According to the Australian Financial Review, Housing Australia chief executive Scott Langford confirmed that a small number of projects approved under the $10 billion Housing Australia Future Fund (HAFF) are struggling to progress because market and planning conditions have shifted since contracts were signed last year.
Housing Australia has executed 279 contracts to deliver 18,650 social and affordable homes under the HAFF, which aims to support 40,000 homes over five years. Langford said the agency is now working with affected providers to transfer stalled projects to alternative partners where possible, rather than cancelling them outright.
“Conditions may have changed between when they’ve signed the contract and now,” Langford said, citing issues such as planning approvals, builder arrangements and investor commitments. While no provider has formally withdrawn after contract signing, he said the number of challenged projects was “less than a handful,” and some bidders exited earlier in the process.
The difficulties have added fuel to political criticism of the scheme. Opposition housing spokesperson Senator Andrew Bragg labelled the HAFF inefficient and wasteful, arguing that delays and project reshuffling undermine confidence in the program and risk taxpayer money.

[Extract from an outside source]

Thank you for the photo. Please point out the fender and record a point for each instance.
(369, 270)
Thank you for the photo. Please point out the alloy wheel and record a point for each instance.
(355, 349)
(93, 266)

Langford acknowledged that lessons from the first funding round are shaping the design of the next phase, including faster pathways to financial close and clearer timelines. A new tender round covering an additional 21,305 homes opened last week, with projects required to be operational by 30 June 2029.
Industry participants say the compressed timeframe may push providers toward purchasing completed or near-complete housing from commercial developers rather than building new stock, particularly for projects without full planning approval. Langford countered that average apartment construction timelines and state-based fast-track planning pathways still allow room for new developments to proceed.
Beyond delivery speed, the HAFF faces longer-term questions about sustainability. Most projects receive annual availability payments for 25 years, after which homes may be sold into the private market. Advocates are urging the government to prioritise proposals that retain housing in the social and affordable sector beyond that period, even if it reduces the total number of homes delivered.
Langford said Housing Australia must balance immediate supply needs with long-term value, noting that lower subsidies for projects expected to realise capital gains later could free up funding for more homes now.
As staffing changes and governance challenges continue at Housing Australia, the third funding round will be a critical test of whether the agency can translate policy ambition into durable housing outcomes at scale.